Tracker vs fixed-tilt: which is better for utility-scale? +

Single-axis trackers add 15–25% more yield vs fixed-tilt at low-latitude sites with high direct-normal irradiance (Spain, MENA, Texas, Australia). Fixed-tilt is preferred at high-latitude sites where diffuse light dominates, on sloped terrain where tracker installation is costly, and on smaller sites (<5 MW) where tracker O&M overhead exceeds the yield benefit. Modern tracker pricing has dropped to ~$0.04–$0.06/Wdc premium over fixed-tilt.
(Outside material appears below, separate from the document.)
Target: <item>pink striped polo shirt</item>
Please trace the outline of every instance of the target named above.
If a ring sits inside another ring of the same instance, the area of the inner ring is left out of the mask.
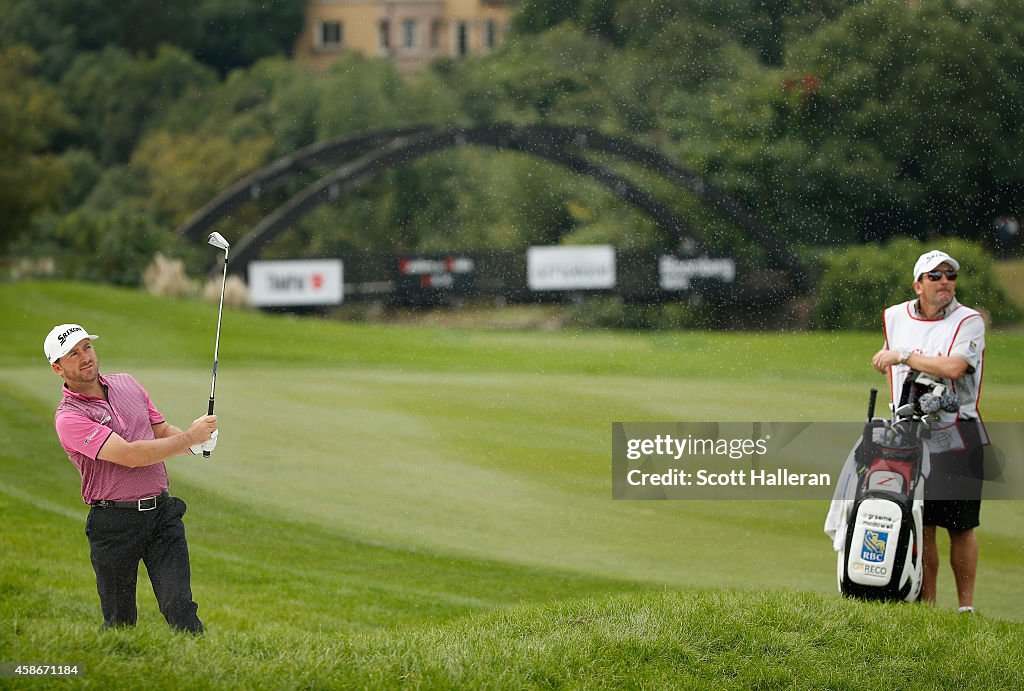
[[[153,426],[164,422],[164,416],[131,375],[99,375],[99,383],[106,400],[75,393],[65,385],[53,416],[57,438],[82,475],[82,500],[134,502],[159,494],[167,489],[163,463],[128,468],[96,457],[114,432],[125,441],[156,438]]]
Central vs string inverters for utility-scale projects? +

Central inverters (1–5 MW per unit) win on $/W and footprint efficiency for projects above 20 MW with uniform terrain. String inverters (50–350 kW per unit) provide higher availability through redundancy, better MPPT granularity on undulating terrain or shaded sites, and shorter cable runs reducing balance-of-system cost. The crossover point is currently ~10–20 MW depending on terrain complexity.

How do I create a bankable utility-scale solar design? +

Bankable design requires P50 and P90 yield estimates from a recognized simulation tool (PVsyst, SurgePV, or Solargis pSE), TMY weather data from a credible source (Meteonorm 8, Solargis, NSRDB), independent engineer review of design and yield, EPC contract with performance guarantee (typically 99% PR ratio for year 1), and ITC-eligible component certifications. SurgePV produces bankable simulation reports calibrated to within ±3% of PVsyst on identical inputs.

What software handles utility-scale solar design end-to-end? +

SurgePV, PVcase, and HelioScope cover utility-scale layout and yield. PVsyst remains the bankable simulation reference but lacks layout automation. For terrain-heavy sites with grading, dedicated tools like PVcase Ground Mount or RatedPower handle civil engineering integration. SurgePV combines 3D terrain modeling, tracker layout, central inverter selection, yield simulation, and SLD generation in one platform without switching between specialized tools.

How long does utility-scale solar design typically take? +

A 50 MW utility-scale project typically takes 4–6 weeks for preliminary design, 8–12 weeks for detailed design including civil and electrical engineering, and another 4–8 weeks for permit-grade documentation. AI-driven design tools like SurgePV compress the preliminary phase to under 1 week by automating terrain analysis, optimal tilt calculation, tracker layout optimization, and string sizing.

What is solar power plant design software? +

Solar power plant design software is a specialized platform for modeling large photovoltaic installations connected to the transmission grid. It includes terrain analysis, tracker optimization, electrical design, and bankable yield reports. SurgePV supports projects up to 1+ GW with P50/P90 simulations accepted by lenders in 18+ countries.

Can utility-scale solar design software replace AutoCAD? +

For solar-specific layouts and electrical design, yes. SurgePV generates tracker layouts, cable routing, and single-line diagrams without manual drafting. While civil engineers may still use CAD for grading and structural plans, the solar electrical and layout design is fully handled within SurgePV.